A student of the Colegio Loyola School, in Managua, wears a cap with an image of Alvaro Conrado, a teenage martyr of the Ortega government’s massacre, who would have graduated this November 23, 2019.  Photo: Courtesy

By Confidencial

HAVANA TIMES – Alvaro Conrado Avendano took his ex-wife Liseth Davila by the hand and together they walked to the podium. The entire Santo Domingo de Guzman church shouted: Alvaro, Alvaro, Alvaro…Davila took the diploma and raised it stirring applause.

“Mothers do not surrender, we demand justice,” shouted Davila. “Alvarito will always live in the heart of Nicaraguans” and everyone continued applauding with joy.

They were the students, new high school graduates, applauding and remembering their classmate Alvaro Conrado Davila, who on Saturday would have had graduated with them, if he had not been killed at age 15 on April 20, 2018, when he went to the UNI (Engineering University) to bring water to university students who had rebelled against the Government.

The Colegio Loyola gave the parents of Alvaro, the diploma that he would have received in a gesture that was applauded by the entire educational community.

“We are grateful to the Colegio Loyola for remembering my son,” Conrado Avendano said Saturday night on his Facebook account. “He would have been proud of participating in his graduation with his peers.”

His classmates decided to dedicate this graduation to their murdered peer. On top of their caps, as a tribute, they placed a drawing of Alvaro Conrado.

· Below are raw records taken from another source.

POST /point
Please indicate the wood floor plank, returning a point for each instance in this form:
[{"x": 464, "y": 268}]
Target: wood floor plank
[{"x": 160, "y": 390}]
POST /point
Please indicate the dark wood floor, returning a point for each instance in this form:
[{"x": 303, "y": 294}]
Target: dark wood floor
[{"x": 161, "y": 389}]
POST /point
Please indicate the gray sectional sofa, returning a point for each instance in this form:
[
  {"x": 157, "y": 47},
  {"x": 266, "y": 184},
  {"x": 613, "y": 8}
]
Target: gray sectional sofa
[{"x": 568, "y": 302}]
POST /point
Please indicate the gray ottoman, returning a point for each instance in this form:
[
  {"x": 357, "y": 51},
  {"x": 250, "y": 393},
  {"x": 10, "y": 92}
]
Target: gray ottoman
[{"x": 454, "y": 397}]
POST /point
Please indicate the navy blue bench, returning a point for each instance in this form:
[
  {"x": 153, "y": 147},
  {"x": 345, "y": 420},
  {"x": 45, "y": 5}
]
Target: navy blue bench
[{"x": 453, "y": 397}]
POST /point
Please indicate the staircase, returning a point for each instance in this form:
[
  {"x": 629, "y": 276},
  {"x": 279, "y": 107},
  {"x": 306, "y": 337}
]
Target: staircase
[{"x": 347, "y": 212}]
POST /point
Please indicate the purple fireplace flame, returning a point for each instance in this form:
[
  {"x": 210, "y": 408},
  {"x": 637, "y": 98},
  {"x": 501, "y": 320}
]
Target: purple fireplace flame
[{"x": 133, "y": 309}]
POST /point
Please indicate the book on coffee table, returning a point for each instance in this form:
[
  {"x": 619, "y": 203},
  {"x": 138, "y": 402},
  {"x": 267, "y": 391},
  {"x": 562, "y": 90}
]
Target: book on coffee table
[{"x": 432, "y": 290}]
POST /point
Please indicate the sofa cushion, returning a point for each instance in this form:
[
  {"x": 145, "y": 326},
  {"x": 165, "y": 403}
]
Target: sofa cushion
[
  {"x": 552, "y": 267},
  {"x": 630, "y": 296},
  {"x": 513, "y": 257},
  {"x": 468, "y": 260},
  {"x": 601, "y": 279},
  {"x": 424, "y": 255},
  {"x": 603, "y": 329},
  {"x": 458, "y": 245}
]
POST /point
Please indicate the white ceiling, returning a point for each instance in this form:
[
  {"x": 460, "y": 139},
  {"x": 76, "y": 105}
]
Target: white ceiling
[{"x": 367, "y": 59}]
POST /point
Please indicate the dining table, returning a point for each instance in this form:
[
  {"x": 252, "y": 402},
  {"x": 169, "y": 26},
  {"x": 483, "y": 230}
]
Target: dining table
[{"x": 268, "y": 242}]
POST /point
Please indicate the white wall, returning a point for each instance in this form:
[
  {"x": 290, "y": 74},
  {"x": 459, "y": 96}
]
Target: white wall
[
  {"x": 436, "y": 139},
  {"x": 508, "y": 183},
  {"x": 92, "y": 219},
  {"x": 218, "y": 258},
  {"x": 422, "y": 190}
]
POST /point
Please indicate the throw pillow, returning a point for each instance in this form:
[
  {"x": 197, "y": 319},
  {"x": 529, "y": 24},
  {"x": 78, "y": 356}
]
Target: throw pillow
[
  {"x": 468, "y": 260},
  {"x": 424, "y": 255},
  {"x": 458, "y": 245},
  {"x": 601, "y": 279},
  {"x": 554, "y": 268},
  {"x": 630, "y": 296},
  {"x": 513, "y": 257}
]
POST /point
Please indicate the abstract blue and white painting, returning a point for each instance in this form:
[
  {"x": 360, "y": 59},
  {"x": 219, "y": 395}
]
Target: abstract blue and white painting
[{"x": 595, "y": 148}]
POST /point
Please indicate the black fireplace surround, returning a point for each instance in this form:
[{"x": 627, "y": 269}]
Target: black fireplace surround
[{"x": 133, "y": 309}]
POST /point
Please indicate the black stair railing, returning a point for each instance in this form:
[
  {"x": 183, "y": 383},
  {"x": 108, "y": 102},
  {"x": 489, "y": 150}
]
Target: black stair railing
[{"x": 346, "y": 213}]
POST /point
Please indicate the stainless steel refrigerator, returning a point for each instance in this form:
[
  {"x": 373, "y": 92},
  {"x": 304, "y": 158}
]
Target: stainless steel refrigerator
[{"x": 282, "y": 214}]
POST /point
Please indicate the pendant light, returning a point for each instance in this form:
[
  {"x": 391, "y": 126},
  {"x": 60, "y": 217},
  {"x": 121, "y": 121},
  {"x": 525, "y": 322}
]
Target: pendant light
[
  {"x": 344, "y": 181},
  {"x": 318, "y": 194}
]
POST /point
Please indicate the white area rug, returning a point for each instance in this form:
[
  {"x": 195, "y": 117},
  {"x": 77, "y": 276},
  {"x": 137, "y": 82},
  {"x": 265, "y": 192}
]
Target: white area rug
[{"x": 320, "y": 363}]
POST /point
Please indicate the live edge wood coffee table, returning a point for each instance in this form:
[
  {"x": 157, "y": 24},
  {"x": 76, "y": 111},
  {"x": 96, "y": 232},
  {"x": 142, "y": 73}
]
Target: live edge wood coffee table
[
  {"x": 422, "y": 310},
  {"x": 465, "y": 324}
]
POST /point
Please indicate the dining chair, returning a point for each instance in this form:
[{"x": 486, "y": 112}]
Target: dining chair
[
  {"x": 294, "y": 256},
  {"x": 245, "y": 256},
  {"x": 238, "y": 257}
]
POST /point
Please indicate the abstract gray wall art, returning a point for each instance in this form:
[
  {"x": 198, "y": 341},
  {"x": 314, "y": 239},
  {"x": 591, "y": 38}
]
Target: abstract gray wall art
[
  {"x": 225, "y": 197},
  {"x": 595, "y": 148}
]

Ortega supporters tried to tarnish the graduation

But the dictatorship tried to interrupt the homage. The Santo Domingo de Guzman church, located a few meters from the Loyola school and where the ceremony took place, awoke  Saturday painted with offensive messages towards the youth assassinated and the school and the church were watched over by the Police.

“Your blood was in vain,” “You were used as cannon fodder,” was read on the walls.  Later, during the graduation, pro-Ortega mobs surrounded the church and with loudspeakers played the song “El Comandante se queda” (The Commander will stay).

“Traitors, traitors, you are all traitors,” screamed one of the regime’s fanatics to parents who were inside the church.

Later, another fanatic of the dictatorship threatened to take the journalists covering the homage to the infamous “Chipote” interrogation jail.

Within the church all the parents and graduates applauded the tribute to the martyred youth, except three. It could be seen that a father, a mother, a graduate and small child waved a flag of Ortega’s party, the FSLN. The rest of the parents booed at them, but there was no aggression and nothing happened.

Later, social networks exploded pointing out that the Ortega supporters had family and work ties with the Government.

Graduation ceremonies, a torment

Graduation ceremonies in Jesuit schools have become a torment for the regime. Last Friday a minority group of seven parents, including public officials and businessmen benefitted with public contracts, barged into the graduation ceremony of the high school at the Colegio Centroamerica waving red-black flags and shouting cheers to dictator Daniel Ortega.

Their discontent was for the dedication of the ceremony: “To our country that in pain screams for freedom.”

The students decided that dedication voluntarily. The seven parents complained to the principal alluding that the students chose the dedication under pressure. They called a parents’ meeting but did not accept the outcome.

A vote was taken of the 80 parents present and 72 voted in favor of the dedication their children had chosen. The seven Ortega supporters voted against and one abstained.